Department of Clinical Pharmacy, University of Michigan College of Pharmacy, Ann Arbor, Michigan, USA.
Institute for Healthcare Policy and Innovation, University of Michigan, Ann Arbor, Michigan, USA.
J Gerontol A Biol Sci Med Sci. 2023 Mar 1;78(3):463-469. doi: 10.1093/gerona/glac096.
Polypharmacy is highly prevalent among older adults. This study's purpose was to provide nationally representative estimates of self-reported comprehensive medication review (CMR) receipt among older adults and describe factors associated with their receipt, as CMRs are available through the Medicare Part D program.
This cross-sectional study used data from the National Poll on Healthy Aging (NPHA), a nationally representative online survey of community-dwelling adults aged 50-80, administered in December 2019. Participants included older adults aged 65-80 with any health insurance (n = 960). Outcomes were self-reported CMR receipt, awareness of CMR insurance coverage, and interest in a future CMR with a pharmacist. Sociodemographic and health-related variables were included. Descriptive statistics and multivariable logistic regression with NPHA population sampling weights were used.
Among older adults on 2 or more prescription medications, only 20.8% had received a CMR while 34.3% were interested in a future CMR. Among individuals who had not received a CMR, most (83.4%) were unaware their insurance might cover a CMR. Factors associated with higher odds of receiving a CMR included taking 5 or more prescription medications (adjusted odds ratio [AOR] = 2.6, 95% CI: 1.59-4.38) and reporting food insecurity (AOR = 2.9, 95% CI: 1.07-7.93). Having fair or poor self-reported physical health was associated with lower odds of receiving a CMR (AOR = 0.49, 95% CI: 0.25-0.97).
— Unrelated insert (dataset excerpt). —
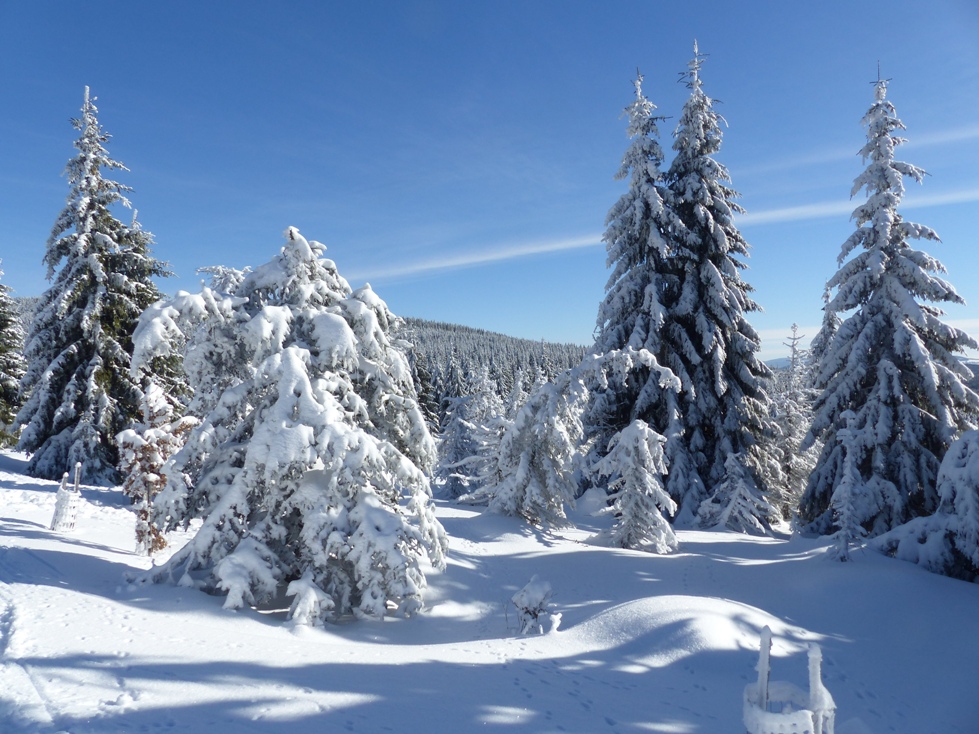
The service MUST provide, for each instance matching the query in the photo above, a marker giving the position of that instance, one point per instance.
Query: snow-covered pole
(764, 666)
(66, 504)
Most older adults on 2 or more prescription medications with health insurance had not received a CMR and many were interested in one. Targeted strategies to increase older adults' awareness and receipt of CMRs are warranted.
老年人普遍存在多重用药的情况。本研究旨在提供全国范围内报告的老年人综合药物评估(CMR)接受情况的代表性估计,并描述与接受 CMR 相关的因素,因为 CMR 可通过医疗保险计划获得。
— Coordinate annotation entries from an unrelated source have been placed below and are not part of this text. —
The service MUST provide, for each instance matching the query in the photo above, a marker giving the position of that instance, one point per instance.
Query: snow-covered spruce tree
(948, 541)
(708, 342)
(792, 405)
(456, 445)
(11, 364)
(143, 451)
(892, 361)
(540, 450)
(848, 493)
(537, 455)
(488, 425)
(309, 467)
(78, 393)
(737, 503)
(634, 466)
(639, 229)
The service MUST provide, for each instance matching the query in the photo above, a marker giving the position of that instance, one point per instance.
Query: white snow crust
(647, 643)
这项横断面研究使用了全国健康老龄化民意调查(NPHA)的数据,这是一项针对年龄在 50-80 岁之间、居住在社区的成年人的全国性在线调查。参与者包括年龄在 65-80 岁之间、有任何医疗保险的成年人(n=960)。结果是自我报告的 CMR 接受情况、对 CMR 保险覆盖范围的认知以及对未来与药剂师进行 CMR 的兴趣。纳入了社会人口统计学和与健康相关的变量。使用 NPHA 人群抽样权重进行描述性统计和多变量逻辑回归。
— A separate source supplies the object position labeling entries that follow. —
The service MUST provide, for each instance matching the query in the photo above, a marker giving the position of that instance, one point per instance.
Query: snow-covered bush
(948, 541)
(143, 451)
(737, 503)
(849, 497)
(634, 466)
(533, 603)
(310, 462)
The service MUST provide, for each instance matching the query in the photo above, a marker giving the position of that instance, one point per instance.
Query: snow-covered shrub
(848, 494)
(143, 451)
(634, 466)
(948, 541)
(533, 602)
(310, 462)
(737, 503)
在服用两种或两种以上处方药的老年人中,只有 20.8%的人接受过 CMR,而 34.3%的人对未来的 CMR 感兴趣。在没有接受 CMR 的人群中,大多数(83.4%)不知道他们的保险可能涵盖 CMR。与接受 CMR 的可能性更高相关的因素包括服用 5 种或 5 种以上处方药(调整后的优势比 [AOR] = 2.6,95%置信区间:1.59-4.38)和报告食物不安全(AOR = 2.9,95%置信区间:1.07-7.93)。自我报告的身体健康状况一般或较差与接受 CMR 的可能性较低相关(AOR = 0.49,95%置信区间:0.25-0.97)。
大多数有保险、服用两种或两种以上处方药的老年人尚未接受 CMR,许多人对此感兴趣。有必要采取有针对性的策略来提高老年人对 CMR 的认知和接受程度。